19.3.5.3 Possible changes in the North Atlantic meridional overturning circulation (MOC)

The sensitivity of the North Atlantic meridional overturning circulation (MOC) (cf., WGI AR4 Glossary; Bindoff et al., 2007 Box 5.1) to anthropogenic forcing is regarded as a key vulnerability due to the potential for sizeable and abrupt impacts (Tol, 1998; Keller et al., 2000; Mastrandrea and Schneider, 2001; Alley et al., 2003; Rahmstorf et al., 2003; Link and Tol, 2004, 2006; Higgins and Schneider, 2005; Sathaye et al., 2007).

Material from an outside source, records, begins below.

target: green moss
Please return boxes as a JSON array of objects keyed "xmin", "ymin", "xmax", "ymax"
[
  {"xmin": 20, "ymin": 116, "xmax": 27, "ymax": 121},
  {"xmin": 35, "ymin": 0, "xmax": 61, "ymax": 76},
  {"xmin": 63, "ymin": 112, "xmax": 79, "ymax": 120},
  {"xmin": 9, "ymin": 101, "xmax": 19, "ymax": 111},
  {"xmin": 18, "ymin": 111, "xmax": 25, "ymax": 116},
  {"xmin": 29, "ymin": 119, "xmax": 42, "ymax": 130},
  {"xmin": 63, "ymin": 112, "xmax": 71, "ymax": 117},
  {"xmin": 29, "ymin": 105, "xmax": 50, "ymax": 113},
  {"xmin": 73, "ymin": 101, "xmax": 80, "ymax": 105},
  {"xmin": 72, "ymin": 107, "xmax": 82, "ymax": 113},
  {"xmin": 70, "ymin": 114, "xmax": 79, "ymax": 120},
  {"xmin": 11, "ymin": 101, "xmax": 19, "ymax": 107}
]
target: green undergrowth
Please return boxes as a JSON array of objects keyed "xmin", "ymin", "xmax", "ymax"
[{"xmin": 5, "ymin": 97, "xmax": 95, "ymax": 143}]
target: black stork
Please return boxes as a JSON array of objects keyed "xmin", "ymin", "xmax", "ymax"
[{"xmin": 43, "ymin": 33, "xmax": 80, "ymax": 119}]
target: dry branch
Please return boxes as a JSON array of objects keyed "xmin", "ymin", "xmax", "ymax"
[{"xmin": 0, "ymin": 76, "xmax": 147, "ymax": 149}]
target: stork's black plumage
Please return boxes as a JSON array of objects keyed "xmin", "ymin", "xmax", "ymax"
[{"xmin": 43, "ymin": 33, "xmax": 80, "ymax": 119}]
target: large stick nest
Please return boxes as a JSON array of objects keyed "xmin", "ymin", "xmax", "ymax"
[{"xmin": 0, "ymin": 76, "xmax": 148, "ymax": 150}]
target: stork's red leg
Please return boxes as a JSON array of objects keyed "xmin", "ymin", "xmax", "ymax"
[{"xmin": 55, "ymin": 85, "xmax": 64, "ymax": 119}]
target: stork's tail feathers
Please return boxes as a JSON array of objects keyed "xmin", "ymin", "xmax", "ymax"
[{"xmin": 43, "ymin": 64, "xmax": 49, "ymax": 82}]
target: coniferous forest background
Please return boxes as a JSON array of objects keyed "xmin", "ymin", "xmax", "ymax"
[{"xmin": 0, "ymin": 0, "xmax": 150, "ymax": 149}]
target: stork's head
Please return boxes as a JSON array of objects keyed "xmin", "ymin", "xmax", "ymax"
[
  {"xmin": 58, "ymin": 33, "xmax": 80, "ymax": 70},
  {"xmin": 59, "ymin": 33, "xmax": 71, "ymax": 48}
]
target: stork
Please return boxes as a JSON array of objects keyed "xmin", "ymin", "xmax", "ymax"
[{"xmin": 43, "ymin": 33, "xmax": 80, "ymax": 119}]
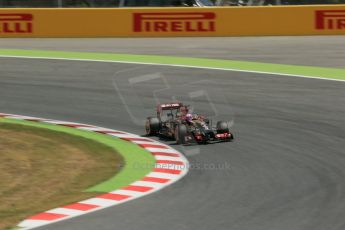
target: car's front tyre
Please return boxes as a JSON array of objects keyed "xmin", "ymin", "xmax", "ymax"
[{"xmin": 175, "ymin": 124, "xmax": 188, "ymax": 144}]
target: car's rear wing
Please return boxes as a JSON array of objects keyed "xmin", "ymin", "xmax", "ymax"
[{"xmin": 157, "ymin": 103, "xmax": 183, "ymax": 111}]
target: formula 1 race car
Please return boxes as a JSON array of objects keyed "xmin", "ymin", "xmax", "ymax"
[{"xmin": 145, "ymin": 102, "xmax": 234, "ymax": 144}]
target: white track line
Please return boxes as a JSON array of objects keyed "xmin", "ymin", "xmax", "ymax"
[{"xmin": 0, "ymin": 55, "xmax": 344, "ymax": 82}]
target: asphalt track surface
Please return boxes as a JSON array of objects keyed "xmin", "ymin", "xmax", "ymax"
[
  {"xmin": 1, "ymin": 37, "xmax": 345, "ymax": 230},
  {"xmin": 1, "ymin": 36, "xmax": 345, "ymax": 68}
]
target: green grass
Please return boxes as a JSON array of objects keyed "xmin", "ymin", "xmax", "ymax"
[
  {"xmin": 0, "ymin": 121, "xmax": 123, "ymax": 230},
  {"xmin": 0, "ymin": 118, "xmax": 156, "ymax": 192},
  {"xmin": 0, "ymin": 49, "xmax": 345, "ymax": 80}
]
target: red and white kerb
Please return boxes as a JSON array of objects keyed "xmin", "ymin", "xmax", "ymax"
[{"xmin": 0, "ymin": 113, "xmax": 189, "ymax": 230}]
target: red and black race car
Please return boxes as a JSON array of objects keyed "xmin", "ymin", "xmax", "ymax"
[{"xmin": 145, "ymin": 102, "xmax": 234, "ymax": 144}]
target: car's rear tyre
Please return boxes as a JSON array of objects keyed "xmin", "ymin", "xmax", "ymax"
[
  {"xmin": 175, "ymin": 124, "xmax": 188, "ymax": 144},
  {"xmin": 145, "ymin": 117, "xmax": 160, "ymax": 136},
  {"xmin": 216, "ymin": 121, "xmax": 229, "ymax": 134}
]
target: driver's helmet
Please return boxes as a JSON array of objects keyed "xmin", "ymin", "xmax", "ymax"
[
  {"xmin": 180, "ymin": 106, "xmax": 188, "ymax": 115},
  {"xmin": 186, "ymin": 113, "xmax": 193, "ymax": 122}
]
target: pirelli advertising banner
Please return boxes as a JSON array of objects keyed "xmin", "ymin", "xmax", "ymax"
[{"xmin": 0, "ymin": 5, "xmax": 345, "ymax": 37}]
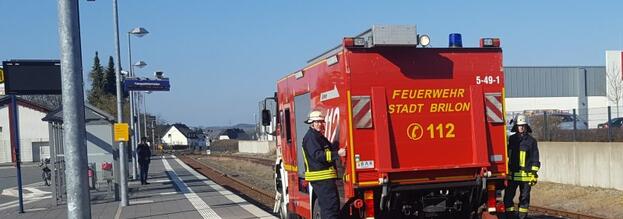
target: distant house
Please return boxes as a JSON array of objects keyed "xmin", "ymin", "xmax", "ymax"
[
  {"xmin": 0, "ymin": 97, "xmax": 50, "ymax": 164},
  {"xmin": 161, "ymin": 124, "xmax": 203, "ymax": 147},
  {"xmin": 218, "ymin": 128, "xmax": 251, "ymax": 140}
]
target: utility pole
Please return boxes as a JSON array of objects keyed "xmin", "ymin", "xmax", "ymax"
[
  {"xmin": 128, "ymin": 32, "xmax": 138, "ymax": 180},
  {"xmin": 8, "ymin": 96, "xmax": 24, "ymax": 214},
  {"xmin": 57, "ymin": 0, "xmax": 92, "ymax": 218},
  {"xmin": 112, "ymin": 0, "xmax": 129, "ymax": 206}
]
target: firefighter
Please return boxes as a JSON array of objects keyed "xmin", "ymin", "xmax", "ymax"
[
  {"xmin": 302, "ymin": 110, "xmax": 346, "ymax": 219},
  {"xmin": 504, "ymin": 115, "xmax": 540, "ymax": 219}
]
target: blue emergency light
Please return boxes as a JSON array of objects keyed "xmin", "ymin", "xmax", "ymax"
[{"xmin": 449, "ymin": 33, "xmax": 463, "ymax": 48}]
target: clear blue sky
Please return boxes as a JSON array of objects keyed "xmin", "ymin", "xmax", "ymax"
[{"xmin": 2, "ymin": 1, "xmax": 622, "ymax": 126}]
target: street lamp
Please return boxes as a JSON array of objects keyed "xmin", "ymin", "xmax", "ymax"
[
  {"xmin": 127, "ymin": 27, "xmax": 149, "ymax": 181},
  {"xmin": 134, "ymin": 60, "xmax": 147, "ymax": 69}
]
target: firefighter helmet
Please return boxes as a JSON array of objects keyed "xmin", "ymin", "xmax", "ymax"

Palaeo-analogues and model simulations show that the MOC can react abruptly and with a hysteresis response, once a certain forcing threshold is crossed (Randall et al., 2007; Meehl et al., 2007). Estimates of the forcing threshold that would trigger large-scale and persistent MOC changes rely on three main lines of evidence. The first, based on the analysis of coupled Atmosphere-Ocean General Circulation Models (AOGCMs), do not show MOC collapse in the 21st century (Meehl et al., 2007 Box 10.1). Assessing the confidence in this is, however, difficult, as these model runs sample only a subset of potentially relevant uncertainties (e.g., Challenor et al., 2006) and do not cross the forcing thresholds suggested by the second line of evidence: simulations using Earth system models of intermediate complexity (EMICs) (Randall et al., 2007 Section 8.8.3; Meehl et al., 2007 10.3.4). EMIC simulations, which use simplified representations of processes to explore a wider range of uncertainties, suggest that the probability that forcing would trigger an MOC threshold response during the 21st century could exceed estimates derived from AOGCM runs alone (e.g., Challenor et al., 2006). The third line of evidence, not assessed by Working Group I, relies on expert elicitations (sometimes combined with the analysis of simple climate models). These MOC projections show a large spread, with some suggesting a substantial likelihood of triggering a MOC threshold response within this century (Arnell et al., 2005; Rahmstorf and Zickfeld, 2005; McInerney and Keller, 2006; Schlesinger et al., 2006; Yohe et al., 2006).

Potential impacts associated with MOC changes include reduced warming or (in the case of abrupt change) absolute cooling of northern high-latitude areas near Greenland and north-western Europe, an increased warming of Southern Hemisphere high latitudes, tropical drying (Vellinga and Wood, 2002, 2006; Wood et al., 2003, 2006), as well as changes in marine ecosystem productivity (Schmittner, 2005), terrestrial vegetation (Higgins and Vellinga, 2004), oceanic CO2 uptake (Sarmiento and Le Quéré, 1996), oceanic oxygen concentrations (Matear and Hirst, 2003) and shifts in fisheries (Keller et al., 2000; Link and Tol, 2004). Adaptation to MOC-related impacts is very likely to be difficult if the impacts occur abruptly (e.g., on a decadal time-scale). Overall, there is high confidence in predictions of a MOC slowdown during the 21st century, but low confidence in the scale of climate change that would cause an abrupt transition or the associated impacts (Meehl et al., 2007 Section 10.3.4). However, there is high confidence that the likelihood of large-scale and persistent MOC responses increases with the extent and rate of anthropogenic forcing (e.g., Stocker and Schmittner, 1997; Stouffer and Manabe, 2003).